Les premiers armements aériens orientables furent d'abord montés sur des pivots, mais on passa rapidement à l'utilisation d'armes sur rail circulaire, permettant au servant un meilleur champ de tir. La vitesse des avions augmentant, le besoin de protéger l'équipage des éléments et d'améliorer l'aérodynamisme poussa à vitrer ces tourelles non protégées, puis à les blinder. La rotation de la tourelle, tout d'abord manuelle, se fit électrique en fonction du poids de l'ensemble. L'évolution suivante, à la fin de la Seconde Guerre mondiale, fut l'emploi de dispositifs de télécommande, qui permettait au servant de rester abrité dans un compartiment pressurisé au lieu de s'exposer près de l'arme.

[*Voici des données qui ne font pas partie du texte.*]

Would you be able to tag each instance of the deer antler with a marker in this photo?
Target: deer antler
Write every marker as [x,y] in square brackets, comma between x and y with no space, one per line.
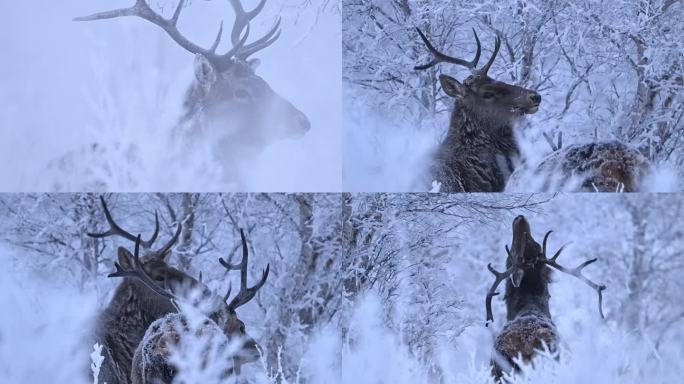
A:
[439,57]
[499,277]
[116,230]
[170,26]
[245,294]
[139,273]
[577,271]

L'armement orientable en tourelle concerna surtout les aéronefs lourds, trop peu manœuvrables pour pointer rapidement un armement fixe. La vocation de ce type d'armement est donc plutôt défensive ; quelques tentatives en sens inverse furent décevantes, comme le Boulton Paul Defiant. Il valait mieux employer la masse et la place dans l'appareil à l'amélioration de la maniabilité, de la vitesse et de la puissance de l'armement, alors que la tourelle représentait un gaspillage. De plus, cela requérait des avions multiplaces et donc plus lourds, et posait de nombreux problèmes de coordination entre le tireur et le pilote.